Loosely stated, candidate files for multicasting by a server should be requested repeatedly over a considerable interval. This selection could be done by hand in special cases. For example, to select a group of URLs that become hot due to a popular current event and deslecting it when the event became less popular. Ideally however, the selection procedure should be automated. Determining what that automated procedure should be is a near-term goal for LSAM.

Problem Definition

In the absence of special hints given by a server administrator, an automated selection procedure has only the retrieval history with which to make a decision. Using that historical information the procedure must be able to successfully identify server files that are likely to be fetched frequently in future. However, other than perhaps a few key home page files, there is no reason to expect necessarily that files exhibiting such behavior exist in a server.

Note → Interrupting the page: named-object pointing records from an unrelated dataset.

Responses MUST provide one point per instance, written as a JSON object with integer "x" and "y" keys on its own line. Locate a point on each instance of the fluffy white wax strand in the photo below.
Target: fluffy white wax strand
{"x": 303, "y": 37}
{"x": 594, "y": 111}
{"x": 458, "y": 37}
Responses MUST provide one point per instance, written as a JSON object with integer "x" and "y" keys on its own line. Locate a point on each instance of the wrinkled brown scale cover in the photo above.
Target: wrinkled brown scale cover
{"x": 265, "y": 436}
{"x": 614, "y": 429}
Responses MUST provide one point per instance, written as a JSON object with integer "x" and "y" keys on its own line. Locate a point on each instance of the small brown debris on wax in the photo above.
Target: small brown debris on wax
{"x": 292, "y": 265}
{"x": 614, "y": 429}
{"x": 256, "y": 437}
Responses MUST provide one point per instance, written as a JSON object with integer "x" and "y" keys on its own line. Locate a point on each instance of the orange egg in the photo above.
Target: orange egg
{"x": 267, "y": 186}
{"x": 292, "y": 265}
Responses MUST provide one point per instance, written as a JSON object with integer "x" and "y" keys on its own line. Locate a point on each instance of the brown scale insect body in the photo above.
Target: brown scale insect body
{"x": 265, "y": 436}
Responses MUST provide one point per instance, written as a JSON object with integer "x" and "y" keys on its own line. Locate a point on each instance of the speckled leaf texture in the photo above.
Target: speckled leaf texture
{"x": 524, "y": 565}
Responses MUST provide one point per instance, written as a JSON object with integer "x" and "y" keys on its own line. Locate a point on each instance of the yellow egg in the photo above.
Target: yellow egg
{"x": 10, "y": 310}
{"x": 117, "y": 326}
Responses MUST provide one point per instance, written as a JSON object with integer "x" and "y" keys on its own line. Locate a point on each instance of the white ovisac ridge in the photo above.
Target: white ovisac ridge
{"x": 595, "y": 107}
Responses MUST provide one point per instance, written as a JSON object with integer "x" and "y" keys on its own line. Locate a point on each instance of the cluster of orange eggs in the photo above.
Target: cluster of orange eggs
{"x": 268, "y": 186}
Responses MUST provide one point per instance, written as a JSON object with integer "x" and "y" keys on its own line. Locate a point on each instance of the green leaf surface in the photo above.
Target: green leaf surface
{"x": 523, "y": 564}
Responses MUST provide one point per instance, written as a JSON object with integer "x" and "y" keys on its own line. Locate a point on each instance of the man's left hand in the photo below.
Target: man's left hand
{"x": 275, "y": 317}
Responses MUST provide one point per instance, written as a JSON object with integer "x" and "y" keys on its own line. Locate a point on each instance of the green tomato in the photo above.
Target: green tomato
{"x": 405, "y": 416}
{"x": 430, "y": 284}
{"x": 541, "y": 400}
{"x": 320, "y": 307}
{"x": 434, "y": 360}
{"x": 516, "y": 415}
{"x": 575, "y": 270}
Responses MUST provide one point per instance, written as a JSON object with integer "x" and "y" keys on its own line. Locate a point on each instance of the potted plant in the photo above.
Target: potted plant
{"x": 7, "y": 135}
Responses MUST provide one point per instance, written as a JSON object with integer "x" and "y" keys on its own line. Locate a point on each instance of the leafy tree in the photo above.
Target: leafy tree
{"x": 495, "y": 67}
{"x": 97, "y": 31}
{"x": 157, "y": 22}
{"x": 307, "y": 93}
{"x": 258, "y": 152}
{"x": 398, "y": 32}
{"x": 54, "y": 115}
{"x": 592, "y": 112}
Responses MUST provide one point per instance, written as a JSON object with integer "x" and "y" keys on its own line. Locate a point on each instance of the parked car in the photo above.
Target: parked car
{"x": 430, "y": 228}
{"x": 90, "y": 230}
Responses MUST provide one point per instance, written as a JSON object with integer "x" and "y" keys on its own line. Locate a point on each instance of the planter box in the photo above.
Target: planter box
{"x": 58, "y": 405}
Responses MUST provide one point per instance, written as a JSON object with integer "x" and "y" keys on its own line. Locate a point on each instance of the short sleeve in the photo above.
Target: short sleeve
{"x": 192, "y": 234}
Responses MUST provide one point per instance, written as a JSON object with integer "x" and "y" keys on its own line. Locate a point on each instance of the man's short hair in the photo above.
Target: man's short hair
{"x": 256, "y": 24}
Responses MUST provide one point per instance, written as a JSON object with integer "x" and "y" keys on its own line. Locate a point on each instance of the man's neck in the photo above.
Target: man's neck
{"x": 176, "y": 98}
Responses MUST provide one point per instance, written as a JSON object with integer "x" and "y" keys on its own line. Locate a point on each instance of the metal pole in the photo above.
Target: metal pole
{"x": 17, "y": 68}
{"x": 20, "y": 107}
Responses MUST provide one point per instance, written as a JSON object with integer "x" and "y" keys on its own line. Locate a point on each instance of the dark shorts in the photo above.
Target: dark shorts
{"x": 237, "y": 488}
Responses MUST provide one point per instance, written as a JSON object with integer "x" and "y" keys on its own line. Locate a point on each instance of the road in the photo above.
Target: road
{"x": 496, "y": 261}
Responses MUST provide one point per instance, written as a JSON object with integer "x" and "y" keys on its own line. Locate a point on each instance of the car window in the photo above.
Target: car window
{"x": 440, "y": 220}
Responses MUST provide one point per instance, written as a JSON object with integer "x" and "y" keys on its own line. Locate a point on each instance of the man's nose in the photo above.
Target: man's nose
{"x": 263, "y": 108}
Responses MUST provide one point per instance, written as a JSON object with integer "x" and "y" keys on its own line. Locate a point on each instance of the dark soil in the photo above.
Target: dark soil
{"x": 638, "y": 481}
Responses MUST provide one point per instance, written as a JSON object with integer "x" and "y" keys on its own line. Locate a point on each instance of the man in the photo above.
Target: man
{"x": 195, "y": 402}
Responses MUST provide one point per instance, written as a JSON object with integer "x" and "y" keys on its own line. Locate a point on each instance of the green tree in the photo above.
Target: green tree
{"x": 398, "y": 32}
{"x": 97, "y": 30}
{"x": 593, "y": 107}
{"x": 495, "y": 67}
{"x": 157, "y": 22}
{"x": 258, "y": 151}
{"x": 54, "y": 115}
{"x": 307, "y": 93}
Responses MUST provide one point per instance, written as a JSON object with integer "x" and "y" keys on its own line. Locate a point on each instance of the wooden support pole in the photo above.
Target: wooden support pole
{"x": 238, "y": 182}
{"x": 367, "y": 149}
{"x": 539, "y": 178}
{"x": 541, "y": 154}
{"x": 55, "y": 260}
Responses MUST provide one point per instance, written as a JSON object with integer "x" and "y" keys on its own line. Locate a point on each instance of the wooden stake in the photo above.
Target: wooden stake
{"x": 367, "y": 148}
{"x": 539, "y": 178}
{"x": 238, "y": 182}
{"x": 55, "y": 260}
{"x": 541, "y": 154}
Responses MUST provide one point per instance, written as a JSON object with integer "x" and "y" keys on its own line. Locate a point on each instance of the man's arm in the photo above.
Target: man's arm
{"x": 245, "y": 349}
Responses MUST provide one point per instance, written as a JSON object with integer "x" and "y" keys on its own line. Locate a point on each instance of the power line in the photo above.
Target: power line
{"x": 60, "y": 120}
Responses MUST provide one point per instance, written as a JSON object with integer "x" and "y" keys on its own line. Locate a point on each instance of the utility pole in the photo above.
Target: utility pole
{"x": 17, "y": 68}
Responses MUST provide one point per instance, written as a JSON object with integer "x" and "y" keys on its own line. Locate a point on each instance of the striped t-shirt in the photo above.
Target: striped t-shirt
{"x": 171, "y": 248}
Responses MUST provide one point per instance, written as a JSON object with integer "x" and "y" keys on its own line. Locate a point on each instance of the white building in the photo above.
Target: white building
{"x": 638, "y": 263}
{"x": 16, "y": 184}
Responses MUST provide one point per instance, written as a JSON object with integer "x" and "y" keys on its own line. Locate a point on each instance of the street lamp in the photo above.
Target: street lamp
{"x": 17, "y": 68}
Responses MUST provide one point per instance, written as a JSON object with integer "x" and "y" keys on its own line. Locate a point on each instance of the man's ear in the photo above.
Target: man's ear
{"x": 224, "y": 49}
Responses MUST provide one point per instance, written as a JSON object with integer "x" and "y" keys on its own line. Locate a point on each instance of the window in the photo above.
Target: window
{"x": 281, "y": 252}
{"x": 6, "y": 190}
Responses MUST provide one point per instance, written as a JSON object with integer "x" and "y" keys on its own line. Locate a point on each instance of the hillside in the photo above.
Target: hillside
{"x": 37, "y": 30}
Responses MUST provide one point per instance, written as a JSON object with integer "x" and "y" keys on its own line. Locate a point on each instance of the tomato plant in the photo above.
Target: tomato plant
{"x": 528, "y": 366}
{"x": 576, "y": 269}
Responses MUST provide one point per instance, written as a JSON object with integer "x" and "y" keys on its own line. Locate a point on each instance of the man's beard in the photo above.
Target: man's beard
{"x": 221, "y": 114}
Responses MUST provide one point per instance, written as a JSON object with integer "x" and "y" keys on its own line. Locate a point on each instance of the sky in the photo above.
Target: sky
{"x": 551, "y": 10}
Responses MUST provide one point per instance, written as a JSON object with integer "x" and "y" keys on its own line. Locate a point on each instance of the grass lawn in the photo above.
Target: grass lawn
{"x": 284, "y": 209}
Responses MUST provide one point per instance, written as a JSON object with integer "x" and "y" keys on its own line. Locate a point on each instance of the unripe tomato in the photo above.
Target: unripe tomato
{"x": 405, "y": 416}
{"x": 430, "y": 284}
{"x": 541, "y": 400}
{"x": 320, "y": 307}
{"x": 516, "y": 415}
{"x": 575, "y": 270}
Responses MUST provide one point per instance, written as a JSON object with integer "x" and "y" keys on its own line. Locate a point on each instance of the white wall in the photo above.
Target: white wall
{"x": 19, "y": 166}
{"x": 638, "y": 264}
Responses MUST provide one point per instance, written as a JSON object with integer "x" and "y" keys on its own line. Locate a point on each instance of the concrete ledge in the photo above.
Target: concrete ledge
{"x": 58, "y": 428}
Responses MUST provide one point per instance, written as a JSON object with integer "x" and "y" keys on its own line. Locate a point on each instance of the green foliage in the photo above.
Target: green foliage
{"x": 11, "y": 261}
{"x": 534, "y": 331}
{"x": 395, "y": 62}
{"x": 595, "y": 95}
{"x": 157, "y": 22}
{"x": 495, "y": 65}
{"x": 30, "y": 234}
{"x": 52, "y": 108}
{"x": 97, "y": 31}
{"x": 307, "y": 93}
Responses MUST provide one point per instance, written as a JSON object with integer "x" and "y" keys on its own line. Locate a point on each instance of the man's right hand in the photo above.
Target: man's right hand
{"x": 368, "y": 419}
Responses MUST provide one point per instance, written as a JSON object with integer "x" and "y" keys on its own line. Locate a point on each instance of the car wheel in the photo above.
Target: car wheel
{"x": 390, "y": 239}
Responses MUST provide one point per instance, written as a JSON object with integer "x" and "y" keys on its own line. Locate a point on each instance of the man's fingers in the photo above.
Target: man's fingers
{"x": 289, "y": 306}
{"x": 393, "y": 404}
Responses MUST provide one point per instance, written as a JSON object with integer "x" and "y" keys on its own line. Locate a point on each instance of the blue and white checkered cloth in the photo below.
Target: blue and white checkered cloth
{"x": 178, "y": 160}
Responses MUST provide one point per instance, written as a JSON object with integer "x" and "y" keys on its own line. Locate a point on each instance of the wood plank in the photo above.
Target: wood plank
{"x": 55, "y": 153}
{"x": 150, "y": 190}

Closely related to the problem of selecting candidate files for multicasting is the question posed to a proxy when it is presented with the option of joining a server's multicast group. Would joining be advantageous to that proxy?

To determine whether or not a successful automated selection procedure could be created and how successful it might be, a package of log analysis software was written. This package is used to collect statistics on frequency of URL retrieval across long intervals.

The questions that we are examining are: Does past URL retrieval history indicate the likelihood of future retrieval? If it does, what algorithms are effective at selecting URLs as candidates for a multicast group.